In addition, the trunk of the fig tree favors the growth of moss, while its branches provide squirrels with a home and birds with a safe place to build their nests. Insects, which are essential for pollination, also benefit from the growth of fig trees.
The potential of root bridges in urban settings
Unlikely as it may seem, various architects are turning to living bridges as a way to promote sustainable development in cities. These structures would not only spare the environment the damage inflicted by conventional bridges, but would reverse their degradation and even regenerate the ecosystem.
In an urban setting, trees are able to reduce the Urban Heat Island Effect that is produced when closely packed buildings and paved surfaces trap and amplify heat — which does not happen in rural areas where trees provide shade. In addition, the presence of trees can lower outdoor ambient temperature as the air is cooled by evaporating plant moisture.
Incorporating natural elements into the city promotes the well-being of its residents, encouraging their active interaction with plants to ensure a sustainable and regenerative future.
Also, since their maintenance requires dedication and collaboration, living bridges promote community. It is through the process of building, maintaining and repairing bridges that the Kashi people nurture their sense of belonging and become one with the ecosystem, values that would positively influence those living in noisy and fast-paced urban areas.

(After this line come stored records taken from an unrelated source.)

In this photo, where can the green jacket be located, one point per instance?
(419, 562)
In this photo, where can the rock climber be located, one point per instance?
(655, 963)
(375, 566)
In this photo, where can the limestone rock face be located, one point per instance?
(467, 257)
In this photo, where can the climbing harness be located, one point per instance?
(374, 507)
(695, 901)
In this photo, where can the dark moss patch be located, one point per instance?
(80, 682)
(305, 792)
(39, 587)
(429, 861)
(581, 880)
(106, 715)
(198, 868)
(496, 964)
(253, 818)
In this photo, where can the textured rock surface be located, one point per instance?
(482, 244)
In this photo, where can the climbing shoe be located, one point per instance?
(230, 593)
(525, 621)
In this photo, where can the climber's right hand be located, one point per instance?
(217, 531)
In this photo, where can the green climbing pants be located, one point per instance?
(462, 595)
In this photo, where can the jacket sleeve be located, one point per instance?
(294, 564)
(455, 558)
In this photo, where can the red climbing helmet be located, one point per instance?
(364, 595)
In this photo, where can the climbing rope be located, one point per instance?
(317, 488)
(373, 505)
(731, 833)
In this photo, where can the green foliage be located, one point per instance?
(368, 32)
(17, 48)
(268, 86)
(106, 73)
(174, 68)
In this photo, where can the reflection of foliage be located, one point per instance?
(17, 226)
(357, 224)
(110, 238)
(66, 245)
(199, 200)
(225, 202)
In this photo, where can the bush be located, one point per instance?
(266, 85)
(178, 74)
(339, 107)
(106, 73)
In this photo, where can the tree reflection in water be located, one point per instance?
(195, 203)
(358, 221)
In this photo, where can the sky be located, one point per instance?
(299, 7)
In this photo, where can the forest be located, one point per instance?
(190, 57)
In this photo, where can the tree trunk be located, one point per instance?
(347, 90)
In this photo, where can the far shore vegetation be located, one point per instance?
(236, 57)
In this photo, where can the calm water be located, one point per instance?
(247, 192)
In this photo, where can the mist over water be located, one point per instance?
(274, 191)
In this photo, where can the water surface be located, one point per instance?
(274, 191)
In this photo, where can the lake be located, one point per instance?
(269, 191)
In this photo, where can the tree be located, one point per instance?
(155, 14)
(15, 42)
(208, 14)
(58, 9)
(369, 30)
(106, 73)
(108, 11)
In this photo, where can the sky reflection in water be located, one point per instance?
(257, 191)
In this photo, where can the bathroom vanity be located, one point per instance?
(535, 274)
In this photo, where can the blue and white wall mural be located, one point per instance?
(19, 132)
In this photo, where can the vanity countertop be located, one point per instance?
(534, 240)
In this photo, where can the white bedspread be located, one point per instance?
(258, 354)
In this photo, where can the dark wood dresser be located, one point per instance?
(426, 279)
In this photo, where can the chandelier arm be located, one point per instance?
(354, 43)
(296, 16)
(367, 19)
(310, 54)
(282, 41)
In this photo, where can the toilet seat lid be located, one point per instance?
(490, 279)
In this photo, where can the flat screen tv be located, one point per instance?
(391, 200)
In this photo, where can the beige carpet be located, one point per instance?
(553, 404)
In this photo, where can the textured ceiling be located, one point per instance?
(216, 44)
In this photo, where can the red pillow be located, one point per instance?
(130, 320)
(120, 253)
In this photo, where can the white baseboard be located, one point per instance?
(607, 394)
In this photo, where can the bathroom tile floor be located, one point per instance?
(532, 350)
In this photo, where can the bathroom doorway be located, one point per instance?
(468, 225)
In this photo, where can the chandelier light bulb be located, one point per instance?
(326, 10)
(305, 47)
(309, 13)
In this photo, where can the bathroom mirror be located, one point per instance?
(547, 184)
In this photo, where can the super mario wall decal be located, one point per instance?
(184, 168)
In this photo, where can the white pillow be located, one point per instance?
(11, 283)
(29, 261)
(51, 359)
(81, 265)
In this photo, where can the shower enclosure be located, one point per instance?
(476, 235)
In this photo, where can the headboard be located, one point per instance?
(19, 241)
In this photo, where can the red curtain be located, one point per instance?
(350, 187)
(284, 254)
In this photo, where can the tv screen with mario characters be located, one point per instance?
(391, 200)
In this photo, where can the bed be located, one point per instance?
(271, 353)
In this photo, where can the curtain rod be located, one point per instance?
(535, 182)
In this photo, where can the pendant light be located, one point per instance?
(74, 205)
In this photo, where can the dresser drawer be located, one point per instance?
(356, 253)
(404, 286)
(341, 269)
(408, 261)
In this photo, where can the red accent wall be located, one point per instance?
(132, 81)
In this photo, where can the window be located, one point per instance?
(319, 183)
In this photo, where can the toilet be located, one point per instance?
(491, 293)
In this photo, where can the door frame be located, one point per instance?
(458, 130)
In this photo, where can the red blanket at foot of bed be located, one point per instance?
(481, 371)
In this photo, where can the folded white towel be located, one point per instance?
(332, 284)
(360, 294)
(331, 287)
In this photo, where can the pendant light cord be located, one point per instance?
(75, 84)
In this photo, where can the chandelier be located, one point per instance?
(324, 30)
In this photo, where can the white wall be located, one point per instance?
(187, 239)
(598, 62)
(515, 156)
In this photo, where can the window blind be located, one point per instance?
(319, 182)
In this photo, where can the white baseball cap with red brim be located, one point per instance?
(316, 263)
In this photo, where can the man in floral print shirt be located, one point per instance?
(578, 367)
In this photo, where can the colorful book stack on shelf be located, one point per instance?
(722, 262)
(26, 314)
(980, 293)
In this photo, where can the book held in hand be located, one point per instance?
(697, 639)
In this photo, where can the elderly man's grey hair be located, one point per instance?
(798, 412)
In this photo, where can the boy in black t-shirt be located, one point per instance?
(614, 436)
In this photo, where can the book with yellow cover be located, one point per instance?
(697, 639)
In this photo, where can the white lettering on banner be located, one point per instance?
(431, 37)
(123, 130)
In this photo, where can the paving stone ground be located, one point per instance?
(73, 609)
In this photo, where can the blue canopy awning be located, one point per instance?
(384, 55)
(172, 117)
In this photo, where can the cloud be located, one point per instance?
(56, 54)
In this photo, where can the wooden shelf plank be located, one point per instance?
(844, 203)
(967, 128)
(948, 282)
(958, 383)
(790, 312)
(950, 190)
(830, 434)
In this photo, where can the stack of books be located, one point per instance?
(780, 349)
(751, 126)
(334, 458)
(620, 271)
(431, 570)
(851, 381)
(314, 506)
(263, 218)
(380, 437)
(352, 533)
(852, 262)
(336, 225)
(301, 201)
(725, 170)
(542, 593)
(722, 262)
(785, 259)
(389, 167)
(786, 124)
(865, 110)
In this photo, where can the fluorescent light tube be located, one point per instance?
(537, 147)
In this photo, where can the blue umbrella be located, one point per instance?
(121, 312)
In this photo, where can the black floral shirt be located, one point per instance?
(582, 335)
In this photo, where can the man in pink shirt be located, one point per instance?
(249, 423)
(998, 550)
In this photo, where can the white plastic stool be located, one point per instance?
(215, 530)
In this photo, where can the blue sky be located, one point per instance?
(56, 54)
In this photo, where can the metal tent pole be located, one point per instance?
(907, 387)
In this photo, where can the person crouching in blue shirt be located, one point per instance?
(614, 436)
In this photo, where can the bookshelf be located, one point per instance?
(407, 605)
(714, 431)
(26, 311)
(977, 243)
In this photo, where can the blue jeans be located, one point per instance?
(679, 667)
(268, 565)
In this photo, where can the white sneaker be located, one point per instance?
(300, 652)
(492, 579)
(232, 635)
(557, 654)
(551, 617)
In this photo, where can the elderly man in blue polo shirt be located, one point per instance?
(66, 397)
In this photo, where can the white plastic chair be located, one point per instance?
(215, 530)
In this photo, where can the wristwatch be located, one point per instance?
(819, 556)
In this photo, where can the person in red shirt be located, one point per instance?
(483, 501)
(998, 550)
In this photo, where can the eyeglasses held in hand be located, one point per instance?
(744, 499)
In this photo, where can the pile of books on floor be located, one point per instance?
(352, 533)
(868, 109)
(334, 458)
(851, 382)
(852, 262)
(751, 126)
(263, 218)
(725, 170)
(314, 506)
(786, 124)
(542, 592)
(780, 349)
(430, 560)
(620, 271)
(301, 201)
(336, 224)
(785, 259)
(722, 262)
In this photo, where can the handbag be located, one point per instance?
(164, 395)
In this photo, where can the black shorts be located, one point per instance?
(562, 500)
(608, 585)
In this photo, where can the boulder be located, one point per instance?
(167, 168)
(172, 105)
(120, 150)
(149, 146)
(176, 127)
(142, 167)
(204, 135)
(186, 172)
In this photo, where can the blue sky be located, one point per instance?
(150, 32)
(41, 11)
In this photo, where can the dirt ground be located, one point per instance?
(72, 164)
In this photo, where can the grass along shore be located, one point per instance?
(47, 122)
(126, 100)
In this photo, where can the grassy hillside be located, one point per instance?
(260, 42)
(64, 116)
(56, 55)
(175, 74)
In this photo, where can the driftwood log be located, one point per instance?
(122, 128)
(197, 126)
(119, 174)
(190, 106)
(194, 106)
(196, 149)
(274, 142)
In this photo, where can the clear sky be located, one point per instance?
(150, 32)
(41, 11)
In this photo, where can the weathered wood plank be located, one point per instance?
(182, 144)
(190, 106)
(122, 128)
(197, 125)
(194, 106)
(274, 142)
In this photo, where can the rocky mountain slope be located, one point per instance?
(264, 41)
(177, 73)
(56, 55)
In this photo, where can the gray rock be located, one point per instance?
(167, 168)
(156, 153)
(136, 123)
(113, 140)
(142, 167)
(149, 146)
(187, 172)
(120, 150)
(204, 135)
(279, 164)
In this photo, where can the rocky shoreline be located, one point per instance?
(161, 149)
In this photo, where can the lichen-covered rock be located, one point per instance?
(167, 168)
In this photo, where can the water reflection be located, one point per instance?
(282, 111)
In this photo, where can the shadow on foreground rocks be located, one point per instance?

Finally, the introduction of living bridges in the cities would make it possible to revive the indigenous wisdom that accompanies this centuries-old tradition. According to the Kashi people, building root bridges is a sacred element of their conservation philosophy because it is a selfless act.
When villagers begin to build a bridge, they know that it will not be they who will cross the structure, but generations to come. Thus, each effort to shape and strengthen the bridge becomes an act of reverence for the community and the ecosystem, where each community member honors their deeply ingrained indigenous values while leaving for posterity a long-lasting symbol of togetherness and tradition.